In 2015, when the contract was originally signed, it was a 10-year contract, worth £325m if Co-operative Bank decided to extend.
At the time, Capita acquired the bank’s existing mortgage processing operations, including Western Mortgage Services Limited – previously a subsidiary of Britannia, which merged with the Co-op in 2009. A total of 660 workers transferred from the finance firm to Capita.
The renewed contract, which sees Capita continue to run mortgage services lifecycles from initial mortgage enquiry to managing mortgages, is worth up to £141m over six years.
Capita is also supporting the digital transformation of Co-operative’s customer services. This will include redesigning and simplifying processes and systems to improve customer experience, increase productivity and reduce costs.
Due to increased competition from challenger banks, organisations in the financial services sector such as Co-operative Bank can’t afford to put off investments in IT services. These investments could help them to transform customer experiences through digital or reduce costs and improve efficiency in the operations. Challenger banks, such as Tandem, are entering the market with flexible and customised mortgages that they can deliver at a fraction of the cost.
The contract is a ray of light in the UK private sector outsourcing market, which is in the doldrums as businesses are cautious about signing outsourcing deals in the currently uncertain economic environment.
According to research by NelsonHall for Arvato, the UK private sector agreed outsourcing deals worth £307m in the three months ending September 30. This was down from £449m in the previous three months.
Debra Maxwell, CEO of Arvato, said: “We expect to see companies shake off this approach as political pressures begin to lift and they can plan ahead with more certainty.”
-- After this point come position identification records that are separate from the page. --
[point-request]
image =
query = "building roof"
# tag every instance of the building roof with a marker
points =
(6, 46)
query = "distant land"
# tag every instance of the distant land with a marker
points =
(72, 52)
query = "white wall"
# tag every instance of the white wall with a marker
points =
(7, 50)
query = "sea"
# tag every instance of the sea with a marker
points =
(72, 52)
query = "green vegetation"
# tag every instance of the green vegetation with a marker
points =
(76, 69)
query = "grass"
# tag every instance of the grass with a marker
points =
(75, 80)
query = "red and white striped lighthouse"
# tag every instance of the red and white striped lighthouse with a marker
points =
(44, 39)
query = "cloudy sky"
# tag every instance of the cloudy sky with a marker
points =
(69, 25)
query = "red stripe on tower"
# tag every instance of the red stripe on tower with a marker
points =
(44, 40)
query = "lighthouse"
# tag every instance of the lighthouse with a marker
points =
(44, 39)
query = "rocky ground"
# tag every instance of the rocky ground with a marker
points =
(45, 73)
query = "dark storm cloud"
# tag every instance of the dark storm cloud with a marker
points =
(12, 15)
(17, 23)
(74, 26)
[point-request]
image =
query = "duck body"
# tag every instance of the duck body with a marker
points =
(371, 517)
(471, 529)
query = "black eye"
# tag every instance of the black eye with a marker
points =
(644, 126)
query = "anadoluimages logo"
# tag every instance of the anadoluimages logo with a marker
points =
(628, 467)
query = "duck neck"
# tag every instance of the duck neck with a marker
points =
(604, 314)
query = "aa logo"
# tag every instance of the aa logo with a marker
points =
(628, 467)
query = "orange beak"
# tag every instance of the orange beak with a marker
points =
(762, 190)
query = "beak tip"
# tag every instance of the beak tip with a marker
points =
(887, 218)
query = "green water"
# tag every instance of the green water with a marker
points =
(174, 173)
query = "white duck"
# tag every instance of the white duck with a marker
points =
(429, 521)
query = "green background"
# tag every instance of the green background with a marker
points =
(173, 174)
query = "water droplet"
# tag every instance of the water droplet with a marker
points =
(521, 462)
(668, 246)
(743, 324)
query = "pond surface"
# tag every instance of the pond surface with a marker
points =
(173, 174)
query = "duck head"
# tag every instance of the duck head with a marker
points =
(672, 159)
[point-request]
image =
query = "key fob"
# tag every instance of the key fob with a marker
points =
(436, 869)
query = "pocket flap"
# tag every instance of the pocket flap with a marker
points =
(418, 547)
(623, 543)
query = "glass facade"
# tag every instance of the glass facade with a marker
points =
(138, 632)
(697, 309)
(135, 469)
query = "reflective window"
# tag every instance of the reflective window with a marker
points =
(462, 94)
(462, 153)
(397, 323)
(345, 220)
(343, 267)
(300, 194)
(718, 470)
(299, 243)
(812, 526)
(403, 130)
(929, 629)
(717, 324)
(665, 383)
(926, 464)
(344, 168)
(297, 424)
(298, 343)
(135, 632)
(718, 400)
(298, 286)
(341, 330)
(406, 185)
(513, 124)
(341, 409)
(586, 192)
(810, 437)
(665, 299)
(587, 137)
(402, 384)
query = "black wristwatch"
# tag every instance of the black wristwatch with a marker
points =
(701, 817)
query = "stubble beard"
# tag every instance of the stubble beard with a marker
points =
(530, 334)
The research showed that the overall value of UK outsourcing contracts in the financial quarter, including public and private sector deals, was up 72% compared to the previous quarter. A total of £1.61bn was spent on IT outsourcing and business process outsourcing, with some £1.26bn spent by public sector organisations.
“The public sector has long been the flagship market for UK outsourcing and it’s encouraging to see it continue to rebound after a slow start to the year,” said Maxwell. “Procurement teams across central departments are taking off the shackles and partnering with specialist providers to deliver a growing range of services.”
The lull in private sector spending is across Europe, according to the recent ISG outsourcing index, which monitors deals worth ₤3.9m or more. It found that the combined managed and cloud services spending in Europe was down 7% to ₤3.2bn in the third quarter of this year, compared with the same period last year.
Steve Hall, partner and president of EMEA at ISG, said: “Political and trade issues are contributing to a mixed stance on technology spending, with enterprises largely split on investing for growth or leveraging technology for cost reduction through 2020.”